Registriert ihr mehr Diskriminierungen gegen Muslime*, seitdem die islamophoben Parolen der AfD mehr oder weniger salonfähig geworden sind?Antimuslimischer Rassismus ist ja nicht erst durch die AfD ein Thema geworden. Die NPD versuchte über viele Jahre, antimuslimischen Rassismus in die Gesellschaft zu tragen, was ihr sicher auch oft gelungen ist. Mit dem weitgehenden Rückzug der NPD aus der Öffentlichkeit hat die AfD das Feld jetzt vielleicht besetzt. Die Zahlen für unseren Bezirk sind hier sehr unterschiedlich. Für 2018 erfolgt die Auswertung ja erst noch, 10 Vorfälle sind es aber schon.

Erlebt ihr Anfeindungen von rechts?
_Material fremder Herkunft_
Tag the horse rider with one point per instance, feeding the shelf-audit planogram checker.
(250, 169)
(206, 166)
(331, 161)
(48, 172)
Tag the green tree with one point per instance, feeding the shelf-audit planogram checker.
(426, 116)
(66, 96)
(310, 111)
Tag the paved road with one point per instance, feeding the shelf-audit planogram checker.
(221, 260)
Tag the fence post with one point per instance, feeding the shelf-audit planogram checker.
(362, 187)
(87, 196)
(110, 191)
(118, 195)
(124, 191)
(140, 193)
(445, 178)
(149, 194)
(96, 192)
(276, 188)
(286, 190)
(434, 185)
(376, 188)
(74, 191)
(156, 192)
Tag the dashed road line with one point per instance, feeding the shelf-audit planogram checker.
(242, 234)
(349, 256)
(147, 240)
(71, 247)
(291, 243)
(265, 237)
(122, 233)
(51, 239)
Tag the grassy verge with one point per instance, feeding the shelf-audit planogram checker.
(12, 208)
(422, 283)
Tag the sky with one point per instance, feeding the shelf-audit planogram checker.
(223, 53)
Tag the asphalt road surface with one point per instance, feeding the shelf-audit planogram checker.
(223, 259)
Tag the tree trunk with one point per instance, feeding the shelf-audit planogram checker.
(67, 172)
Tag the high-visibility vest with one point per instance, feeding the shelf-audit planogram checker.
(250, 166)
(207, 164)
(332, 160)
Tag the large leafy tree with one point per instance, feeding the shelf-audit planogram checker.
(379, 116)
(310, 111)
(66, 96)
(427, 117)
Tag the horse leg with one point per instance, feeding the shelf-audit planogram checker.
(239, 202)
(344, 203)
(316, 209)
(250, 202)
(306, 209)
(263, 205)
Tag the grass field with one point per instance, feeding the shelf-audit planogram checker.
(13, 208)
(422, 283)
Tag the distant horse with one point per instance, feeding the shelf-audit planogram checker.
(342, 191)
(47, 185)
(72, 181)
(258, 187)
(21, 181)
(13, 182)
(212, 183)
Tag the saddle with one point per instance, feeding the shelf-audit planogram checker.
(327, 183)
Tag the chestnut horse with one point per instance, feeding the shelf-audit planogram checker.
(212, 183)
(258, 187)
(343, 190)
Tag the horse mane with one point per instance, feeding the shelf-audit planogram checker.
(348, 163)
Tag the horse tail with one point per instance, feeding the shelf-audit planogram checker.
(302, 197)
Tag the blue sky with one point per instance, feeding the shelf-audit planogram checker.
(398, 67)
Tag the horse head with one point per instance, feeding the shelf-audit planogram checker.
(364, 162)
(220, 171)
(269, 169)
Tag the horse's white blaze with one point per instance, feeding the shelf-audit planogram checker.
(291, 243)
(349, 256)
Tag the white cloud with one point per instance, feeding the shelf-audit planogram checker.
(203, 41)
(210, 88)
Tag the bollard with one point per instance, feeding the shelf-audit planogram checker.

Es hält sich in Grenzen, gepöbelt wird natürlich hier und da, und ab und zu bekommen wir eine blöde E-Mail oder werden im Netz angefeindet. Es gab auch vor ein paar Jahren einen Angriff auf den Mitarbeiter vom Register Lichtenberg. Mittlerweile befinden sich auch die Berliner Register, wie alle demokratisch arbeitenden Vereine und Institutionen, im Fokus der AfD. Für sie sind auch die Register „linksextreme Steuerverschwender“. Aber genau das ist der Punkt: Sie versuchen uns als Feindbild zu kriminalisieren. Genau das zeigt eben auch, wie wichtig diese Arbeit ist.

Foto: Demo des Registers Friedrichshain und der Initiative gegen Rechts 2009 gegen den Thor-Steinar-Laden in der Petersburger Straße.